Author

Quinn He

Published

October 31, 2022

Code
library(tidyverse)
library(alr4)
library(smss)
library(fastDummies)
library(GGally)
Error in library(GGally): there is no package called 'GGally'
Code
knitr::opts_chunk$set(echo = TRUE)

1.1.1

The predictor variable is ppgdp and the response variable is fertility.

1.1.2

A straight line doesn’t totally fit for this graph.

Code
ggplot(UN11, mapping = aes(x = UN11$ppgdp, y = UN11$fertility))+
  geom_point()+
  geom_smooth(method = lm, se = F)
`geom_smooth()` using formula 'y ~ x'

1.1.3

I do not think this is practical way to view the data. While it has a similar trend line to the previous graph, I still do not think viewing the data with logs is an accurate way to represent the relationship between the two variables.

Although I suppose it would be practical on second thought because it’s clearly showing what the above graph is trying to display. This is a more drastic negative correlation.

Code
ggplot(UN11, mapping = aes(x = log(UN11$ppgdp), y = log(UN11$fertility)))+
  geom_point()+
  geom_smooth(method = lm, se = F)
`geom_smooth()` using formula 'y ~ x'

2a

This question is a bit challenge but I think the slope would decrease because the exchange rate decreases with conversion.

2b

The correlation wouldn’t change because the strength of the relationship isn’t affected.

3

Code
summary(pairs(water[2:8]))

Length  Class   Mode 
     0   NULL   NULL 

BSAAM to OPBPC seem to be positively correlated with each other.

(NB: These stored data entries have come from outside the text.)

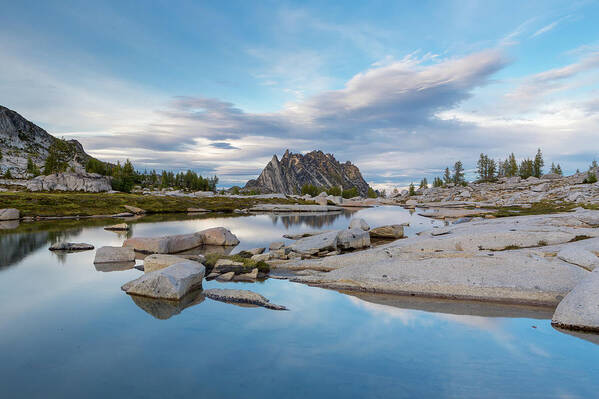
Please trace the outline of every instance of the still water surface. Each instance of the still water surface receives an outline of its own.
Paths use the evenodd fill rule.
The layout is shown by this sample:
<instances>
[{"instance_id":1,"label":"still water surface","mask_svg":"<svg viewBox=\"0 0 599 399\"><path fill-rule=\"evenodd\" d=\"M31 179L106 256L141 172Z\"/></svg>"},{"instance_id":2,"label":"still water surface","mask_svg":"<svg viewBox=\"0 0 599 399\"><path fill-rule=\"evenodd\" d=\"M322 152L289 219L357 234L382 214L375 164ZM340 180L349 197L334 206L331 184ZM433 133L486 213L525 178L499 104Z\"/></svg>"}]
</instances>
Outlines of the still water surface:
<instances>
[{"instance_id":1,"label":"still water surface","mask_svg":"<svg viewBox=\"0 0 599 399\"><path fill-rule=\"evenodd\" d=\"M142 218L129 235L231 229L265 246L286 232L429 219L395 207L313 216ZM141 272L103 272L94 251L120 245L114 221L36 222L0 232L0 398L596 398L599 342L554 330L551 310L352 296L281 280L206 282L251 289L290 311L201 295L180 306L132 300ZM184 307L188 306L188 307Z\"/></svg>"}]
</instances>

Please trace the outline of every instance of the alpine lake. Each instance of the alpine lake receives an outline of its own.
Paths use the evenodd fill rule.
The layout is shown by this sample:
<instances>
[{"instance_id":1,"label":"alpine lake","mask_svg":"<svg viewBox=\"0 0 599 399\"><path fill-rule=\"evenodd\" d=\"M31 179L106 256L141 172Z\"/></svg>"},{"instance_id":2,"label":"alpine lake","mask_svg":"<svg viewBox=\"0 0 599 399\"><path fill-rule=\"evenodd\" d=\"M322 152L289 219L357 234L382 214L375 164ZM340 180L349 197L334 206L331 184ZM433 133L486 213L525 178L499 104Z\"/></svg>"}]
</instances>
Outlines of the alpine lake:
<instances>
[{"instance_id":1,"label":"alpine lake","mask_svg":"<svg viewBox=\"0 0 599 399\"><path fill-rule=\"evenodd\" d=\"M597 398L599 336L551 327L552 309L341 293L286 280L205 281L288 311L204 298L135 300L137 269L96 268L131 236L229 228L231 253L286 233L439 222L400 207L329 214L153 215L0 226L0 398Z\"/></svg>"}]
</instances>

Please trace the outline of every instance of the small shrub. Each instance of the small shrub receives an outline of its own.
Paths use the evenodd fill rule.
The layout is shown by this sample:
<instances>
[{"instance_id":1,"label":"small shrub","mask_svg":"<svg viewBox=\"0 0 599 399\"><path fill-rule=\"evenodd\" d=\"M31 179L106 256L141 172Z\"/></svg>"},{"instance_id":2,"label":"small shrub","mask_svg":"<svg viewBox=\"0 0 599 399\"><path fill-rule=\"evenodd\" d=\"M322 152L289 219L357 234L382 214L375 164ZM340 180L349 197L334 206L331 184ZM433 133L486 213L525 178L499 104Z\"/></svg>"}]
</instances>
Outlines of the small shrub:
<instances>
[{"instance_id":1,"label":"small shrub","mask_svg":"<svg viewBox=\"0 0 599 399\"><path fill-rule=\"evenodd\" d=\"M583 184L593 184L593 183L597 183L597 175L594 173L589 172L589 174L587 175L586 179L584 179L582 181Z\"/></svg>"}]
</instances>

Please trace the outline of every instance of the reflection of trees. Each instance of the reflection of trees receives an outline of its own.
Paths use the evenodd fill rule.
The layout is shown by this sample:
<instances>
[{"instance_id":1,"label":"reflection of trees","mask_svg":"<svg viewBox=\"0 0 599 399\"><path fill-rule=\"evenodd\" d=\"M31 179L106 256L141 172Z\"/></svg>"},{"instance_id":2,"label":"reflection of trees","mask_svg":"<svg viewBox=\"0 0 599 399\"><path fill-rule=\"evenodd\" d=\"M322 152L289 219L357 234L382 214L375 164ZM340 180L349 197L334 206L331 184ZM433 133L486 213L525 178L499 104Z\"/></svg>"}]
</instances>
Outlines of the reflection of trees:
<instances>
[{"instance_id":1,"label":"reflection of trees","mask_svg":"<svg viewBox=\"0 0 599 399\"><path fill-rule=\"evenodd\" d=\"M338 212L271 213L269 216L272 220L272 224L275 226L280 222L287 229L302 224L315 229L320 229L332 225L340 217L351 219L352 215L356 212L357 210L346 209Z\"/></svg>"},{"instance_id":2,"label":"reflection of trees","mask_svg":"<svg viewBox=\"0 0 599 399\"><path fill-rule=\"evenodd\" d=\"M0 235L0 269L15 264L31 252L67 237L79 234L82 228L67 231L39 231ZM59 255L59 254L57 254ZM59 260L60 257L59 257Z\"/></svg>"}]
</instances>

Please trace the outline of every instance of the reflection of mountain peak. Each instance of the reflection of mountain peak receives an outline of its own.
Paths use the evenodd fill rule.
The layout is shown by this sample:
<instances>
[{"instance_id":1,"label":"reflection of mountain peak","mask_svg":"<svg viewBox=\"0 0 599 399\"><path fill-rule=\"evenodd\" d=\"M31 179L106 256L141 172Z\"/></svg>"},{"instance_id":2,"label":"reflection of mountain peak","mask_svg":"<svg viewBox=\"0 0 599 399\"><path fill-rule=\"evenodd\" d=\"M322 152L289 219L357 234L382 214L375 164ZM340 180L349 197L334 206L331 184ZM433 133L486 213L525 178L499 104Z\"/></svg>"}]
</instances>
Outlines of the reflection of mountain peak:
<instances>
[{"instance_id":1,"label":"reflection of mountain peak","mask_svg":"<svg viewBox=\"0 0 599 399\"><path fill-rule=\"evenodd\" d=\"M270 214L273 225L279 221L285 228L293 226L306 225L314 229L320 229L324 226L330 226L335 223L341 216L346 219L351 219L352 215L357 210L343 210L338 212L318 212L318 213L280 213Z\"/></svg>"}]
</instances>

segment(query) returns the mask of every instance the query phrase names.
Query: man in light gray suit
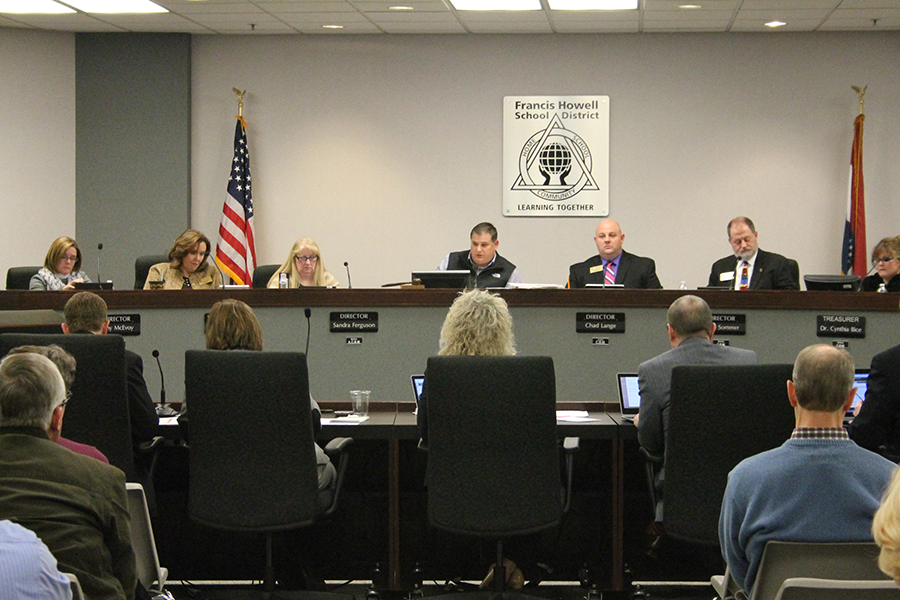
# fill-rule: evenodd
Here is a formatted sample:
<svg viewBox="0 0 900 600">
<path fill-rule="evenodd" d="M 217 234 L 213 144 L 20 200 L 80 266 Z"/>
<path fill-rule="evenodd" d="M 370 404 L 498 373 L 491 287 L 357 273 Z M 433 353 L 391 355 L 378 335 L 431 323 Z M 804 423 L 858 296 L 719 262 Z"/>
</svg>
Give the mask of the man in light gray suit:
<svg viewBox="0 0 900 600">
<path fill-rule="evenodd" d="M 669 432 L 669 402 L 672 369 L 679 365 L 752 365 L 758 362 L 756 352 L 712 342 L 716 324 L 703 298 L 681 296 L 666 313 L 672 349 L 638 367 L 641 410 L 634 424 L 638 442 L 653 456 L 663 457 Z M 662 491 L 665 473 L 660 470 L 657 489 Z M 660 494 L 661 495 L 661 494 Z M 662 520 L 662 506 L 657 506 L 657 520 Z"/>
</svg>

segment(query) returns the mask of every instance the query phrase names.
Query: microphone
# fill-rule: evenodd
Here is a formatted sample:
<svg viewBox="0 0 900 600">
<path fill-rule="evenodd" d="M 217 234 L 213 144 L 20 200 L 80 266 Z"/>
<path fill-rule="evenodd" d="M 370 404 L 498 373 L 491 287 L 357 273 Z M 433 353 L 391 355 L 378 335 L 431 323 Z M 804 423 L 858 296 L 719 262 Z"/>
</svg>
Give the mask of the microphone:
<svg viewBox="0 0 900 600">
<path fill-rule="evenodd" d="M 353 283 L 350 282 L 350 265 L 346 260 L 344 261 L 344 268 L 347 269 L 347 289 L 352 290 Z"/>
<path fill-rule="evenodd" d="M 304 308 L 303 314 L 306 316 L 306 359 L 309 360 L 309 317 L 312 316 L 312 310 L 309 308 Z"/>
<path fill-rule="evenodd" d="M 159 362 L 159 350 L 154 350 L 152 354 L 156 359 L 156 366 L 159 367 L 159 406 L 156 408 L 156 414 L 160 417 L 173 417 L 175 411 L 170 406 L 166 406 L 166 379 L 163 376 L 162 363 Z"/>
<path fill-rule="evenodd" d="M 103 250 L 103 244 L 97 244 L 97 283 L 100 283 L 102 280 L 100 279 L 100 254 L 101 250 Z"/>
</svg>

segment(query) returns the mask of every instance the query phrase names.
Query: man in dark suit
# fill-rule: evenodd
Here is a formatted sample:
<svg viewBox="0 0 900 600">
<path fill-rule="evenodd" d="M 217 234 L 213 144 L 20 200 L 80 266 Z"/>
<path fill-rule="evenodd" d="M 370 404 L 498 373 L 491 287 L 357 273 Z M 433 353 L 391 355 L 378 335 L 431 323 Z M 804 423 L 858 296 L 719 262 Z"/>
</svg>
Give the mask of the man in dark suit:
<svg viewBox="0 0 900 600">
<path fill-rule="evenodd" d="M 620 284 L 627 288 L 662 289 L 652 258 L 635 256 L 622 249 L 625 234 L 612 219 L 601 221 L 594 234 L 597 256 L 569 267 L 566 287 L 583 288 L 589 283 Z"/>
<path fill-rule="evenodd" d="M 799 290 L 797 261 L 759 249 L 759 233 L 747 217 L 728 222 L 728 242 L 734 255 L 713 263 L 710 287 L 733 290 Z"/>
<path fill-rule="evenodd" d="M 653 456 L 663 457 L 669 431 L 669 404 L 672 369 L 679 365 L 752 365 L 758 362 L 756 352 L 713 344 L 716 324 L 712 311 L 703 298 L 681 296 L 669 306 L 666 328 L 672 349 L 638 367 L 641 410 L 634 420 L 638 442 Z M 657 489 L 662 491 L 665 473 L 657 476 Z M 656 508 L 662 520 L 662 504 Z"/>
<path fill-rule="evenodd" d="M 872 358 L 865 401 L 847 431 L 863 448 L 900 458 L 900 346 Z"/>
<path fill-rule="evenodd" d="M 93 292 L 78 292 L 66 302 L 66 322 L 63 333 L 105 334 L 109 330 L 106 301 Z M 148 442 L 156 435 L 159 417 L 144 381 L 144 362 L 141 357 L 125 351 L 128 369 L 128 414 L 134 445 Z"/>
</svg>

This leads me to think that OPBPC, OPRC and OPSLAKE have significant runoff because the high level of precipitation is positively correlated with the volume of runoff measured by BSAAM.

4

Code
pairs(Rateprof[8:12])

According to the scatter plot matrix, we can observe a few relationships of the various entries. Helpfulness and quality have a strong positive correlation. Clarity and quality and helpfulness and clarity also have a very strong positive correlation, all of which is expected. It’s when easiness comes it there is less positive correlation. I would imagine easiness and clarity would have a stronger correlation but here there appears to be less of a positive relationship.

raterInterest is the variable with the least correlation with any of the other variables.

5

Creating dummy variables. So now there are many different columns as dummy variables but now it’s impossible to run a regression analysis.

Code
student.survey <-dummy_cols(student.survey, select_columns = "pi")
Error in dummy_cols(student.survey, select_columns = "pi"): object 'student.survey' not found
Code
student.survey <-dummy_cols(student.survey, select_columns = "re")
Error in dummy_cols(student.survey, select_columns = "re"): object 'student.survey' not found
Code
#ifelse(student.survey$pi == 'conservative', )

#conservative <- ifelse(student.survey$pi == 'conservative', 1,0)
#sl_conser <- ifelse(student.survey$pi == 'slightly conservative', 2,0)
Code
num_pi <- model.matrix(~pi, data = student.survey)
Error in terms.formula(object, data = data): object 'student.survey' not found
Code
num_re <- model.matrix(~re, data = student.survey)
Error in terms.formula(object, data = data): object 'student.survey' not found
Code
summary(lm(num_pi ~ num_re))
Error in eval(predvars, data, env): object 'num_pi' not found
Code
summary(lm(student.survey$hi ~ student.survey$tv))
Error in eval(predvars, data, env): object 'student.survey' not found

5a

Code
ggplot(student.survey, aes(re, ..count..)) + geom_bar(aes(fill = pi), position = "dodge")+
  labs(title = "Relationship between political ideology and religiosity", x = "Religiosity", fill = "Political Ideology")
Error in ggplot(student.survey, aes(re, ..count..)): object 'student.survey' not found

Students who occasionally go to church tend to be very liberal, while students who lean conservative go to church more frequently. Overall, students who lean closer to the liberal ideology go to church less, if at all, and students who move right on the political spectrum tend to attend church more frequently.

Code
plot(student.survey$hi, student.survey$tv)
Error in plot(student.survey$hi, student.survey$tv): object 'student.survey' not found

According to the linear model and by visualizing the trend, it appears there is not much of a correlation between hours of TV watched and high school GPA.